Bytecode de-obfuscation
The function is rather small, and an analysis of a few basic blocks gives a good idea of how it works:
The function iterates over each opcode. The obfuscated opcodes are XORed with
the low byte of the method's info_debug_off
offset. The result of this
operation is then used as the index of a substitution table. The obfuscated
opcode is replaced by the one obtained from the substitution table:
opcode = S[obfuscated_opcode ^ info_debug_off & 0xff]
Since the substitution table is theoretically a maximum of 256 bytes, one might assume that one of the RC4 KSA previously reversed is reused to generate it, but... no.
The S
substitution table is simply stored in the libDexHelper.so
library
and can be directly extracted from the packed binary. We have everything we
need to fix all the damaged methods and the unpacked DEX can be decompiled
properly:
We are now able to perform static unpacking of the application.
- The method fixing step is implemented in the Dex class of DxFx.

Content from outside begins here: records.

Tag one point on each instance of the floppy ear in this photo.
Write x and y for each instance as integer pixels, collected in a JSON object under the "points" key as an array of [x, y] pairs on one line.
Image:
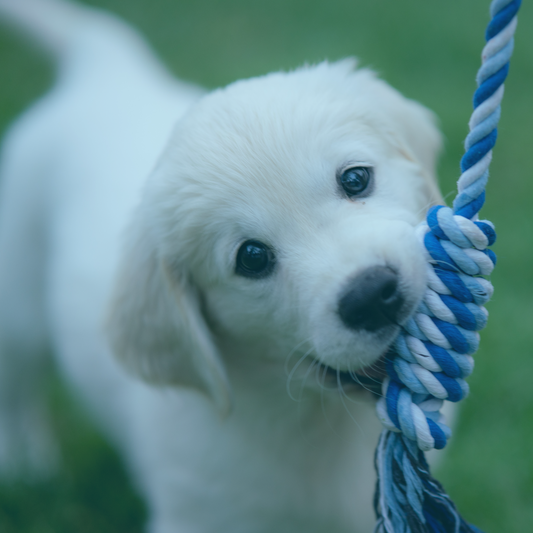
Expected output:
{"points": [[155, 325]]}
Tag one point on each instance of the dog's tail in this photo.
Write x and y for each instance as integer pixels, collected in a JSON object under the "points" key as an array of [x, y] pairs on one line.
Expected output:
{"points": [[52, 24]]}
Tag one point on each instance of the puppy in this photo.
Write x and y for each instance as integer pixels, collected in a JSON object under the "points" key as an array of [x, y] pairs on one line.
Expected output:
{"points": [[249, 254]]}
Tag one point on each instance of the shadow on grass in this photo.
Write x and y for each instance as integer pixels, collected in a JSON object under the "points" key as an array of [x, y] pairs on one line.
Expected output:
{"points": [[91, 492]]}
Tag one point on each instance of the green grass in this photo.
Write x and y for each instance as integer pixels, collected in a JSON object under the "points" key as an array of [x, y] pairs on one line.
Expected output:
{"points": [[430, 51]]}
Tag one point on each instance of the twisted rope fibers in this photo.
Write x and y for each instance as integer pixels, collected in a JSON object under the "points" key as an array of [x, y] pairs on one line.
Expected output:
{"points": [[432, 356]]}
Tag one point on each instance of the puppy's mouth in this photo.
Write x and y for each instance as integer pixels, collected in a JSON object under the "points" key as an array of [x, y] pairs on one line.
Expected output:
{"points": [[368, 378]]}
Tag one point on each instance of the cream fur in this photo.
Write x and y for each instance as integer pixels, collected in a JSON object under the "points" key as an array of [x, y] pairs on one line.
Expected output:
{"points": [[96, 259]]}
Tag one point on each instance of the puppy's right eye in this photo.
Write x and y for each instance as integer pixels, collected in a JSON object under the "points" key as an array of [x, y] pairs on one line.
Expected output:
{"points": [[254, 260], [356, 181]]}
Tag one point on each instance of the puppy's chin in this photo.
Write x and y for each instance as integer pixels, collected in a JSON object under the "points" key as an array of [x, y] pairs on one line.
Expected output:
{"points": [[352, 352]]}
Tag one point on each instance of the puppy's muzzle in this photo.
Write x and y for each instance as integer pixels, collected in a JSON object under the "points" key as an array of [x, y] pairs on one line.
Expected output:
{"points": [[372, 301]]}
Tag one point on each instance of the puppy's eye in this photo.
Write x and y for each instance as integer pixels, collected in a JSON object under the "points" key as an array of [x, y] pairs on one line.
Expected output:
{"points": [[254, 260], [356, 180]]}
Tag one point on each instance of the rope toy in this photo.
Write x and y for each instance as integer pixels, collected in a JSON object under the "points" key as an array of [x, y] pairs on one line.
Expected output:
{"points": [[432, 356]]}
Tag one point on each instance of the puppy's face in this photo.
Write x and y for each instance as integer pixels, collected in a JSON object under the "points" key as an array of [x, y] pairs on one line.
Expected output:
{"points": [[290, 202]]}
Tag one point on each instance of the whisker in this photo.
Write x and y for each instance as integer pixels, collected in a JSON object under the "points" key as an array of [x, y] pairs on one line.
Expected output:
{"points": [[343, 395], [293, 371]]}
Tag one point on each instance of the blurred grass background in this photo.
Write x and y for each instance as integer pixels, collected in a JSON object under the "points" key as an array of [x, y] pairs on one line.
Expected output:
{"points": [[430, 51]]}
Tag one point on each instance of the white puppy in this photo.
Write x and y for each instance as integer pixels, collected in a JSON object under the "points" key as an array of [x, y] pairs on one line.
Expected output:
{"points": [[272, 245]]}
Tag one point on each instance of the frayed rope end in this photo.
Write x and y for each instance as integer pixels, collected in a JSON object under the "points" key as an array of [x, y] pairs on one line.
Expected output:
{"points": [[407, 498]]}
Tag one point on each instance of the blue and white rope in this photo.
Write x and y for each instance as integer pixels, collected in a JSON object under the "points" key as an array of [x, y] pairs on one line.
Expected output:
{"points": [[433, 353]]}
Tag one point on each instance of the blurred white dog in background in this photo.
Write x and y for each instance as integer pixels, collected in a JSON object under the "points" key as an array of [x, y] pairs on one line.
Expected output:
{"points": [[270, 248]]}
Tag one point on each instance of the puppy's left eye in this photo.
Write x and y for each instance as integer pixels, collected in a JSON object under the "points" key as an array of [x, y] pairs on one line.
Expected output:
{"points": [[254, 260], [356, 181]]}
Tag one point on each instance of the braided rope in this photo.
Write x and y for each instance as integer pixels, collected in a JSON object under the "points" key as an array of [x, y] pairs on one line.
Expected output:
{"points": [[433, 353]]}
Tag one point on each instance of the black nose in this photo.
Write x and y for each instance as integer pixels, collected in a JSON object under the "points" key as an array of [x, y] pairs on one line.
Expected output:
{"points": [[372, 300]]}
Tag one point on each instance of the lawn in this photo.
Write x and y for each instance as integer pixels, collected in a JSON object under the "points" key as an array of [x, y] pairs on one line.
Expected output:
{"points": [[430, 51]]}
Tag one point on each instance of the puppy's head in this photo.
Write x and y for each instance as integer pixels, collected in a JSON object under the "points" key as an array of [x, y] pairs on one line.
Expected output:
{"points": [[279, 218]]}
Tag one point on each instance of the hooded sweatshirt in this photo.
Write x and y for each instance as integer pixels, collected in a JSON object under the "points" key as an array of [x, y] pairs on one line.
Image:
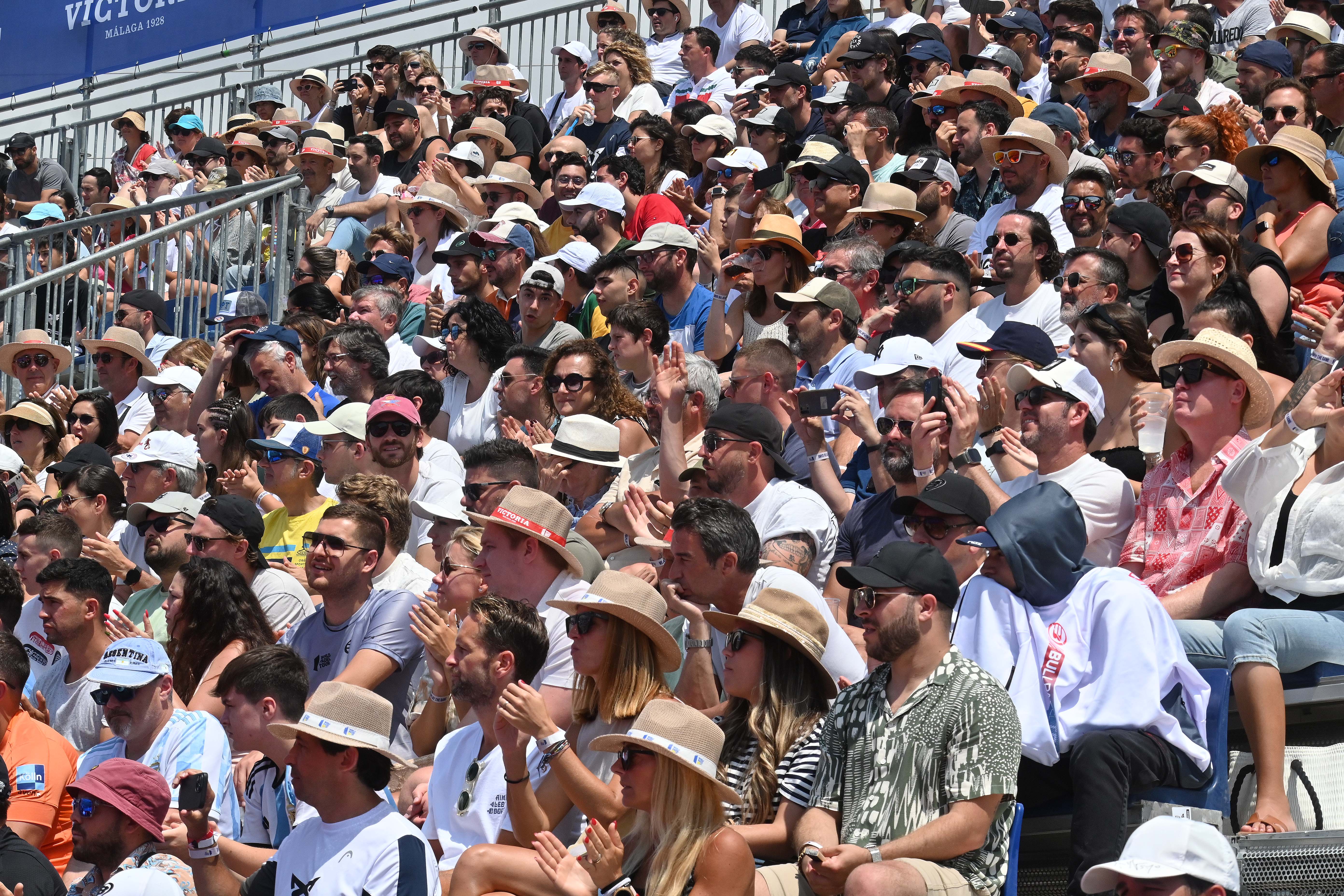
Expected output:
{"points": [[1080, 648]]}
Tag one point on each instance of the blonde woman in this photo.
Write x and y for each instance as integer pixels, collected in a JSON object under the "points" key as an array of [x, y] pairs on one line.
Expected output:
{"points": [[620, 655], [681, 844]]}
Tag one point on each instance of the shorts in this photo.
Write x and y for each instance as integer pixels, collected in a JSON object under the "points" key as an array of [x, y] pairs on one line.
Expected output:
{"points": [[940, 881]]}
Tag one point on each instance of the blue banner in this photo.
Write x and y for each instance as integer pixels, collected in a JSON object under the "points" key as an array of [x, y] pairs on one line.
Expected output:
{"points": [[65, 41]]}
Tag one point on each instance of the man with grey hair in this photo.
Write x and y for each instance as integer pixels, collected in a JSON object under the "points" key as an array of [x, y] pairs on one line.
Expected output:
{"points": [[381, 308], [354, 358], [683, 394]]}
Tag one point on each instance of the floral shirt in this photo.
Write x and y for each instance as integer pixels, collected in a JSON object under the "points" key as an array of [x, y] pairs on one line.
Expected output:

- The bytecode de-obfuscation is located in the MethodCipher class of DxFx.
Conclusion
Through the unfolding of the analysis methodology used to create a static unpacker, we can see the different encryption/obfuscation algorithms used by the packer at different stages. In addition, we were able to highlight an interesting protection mechanism involving bytecode injection and exploiting Android runtime hijacking.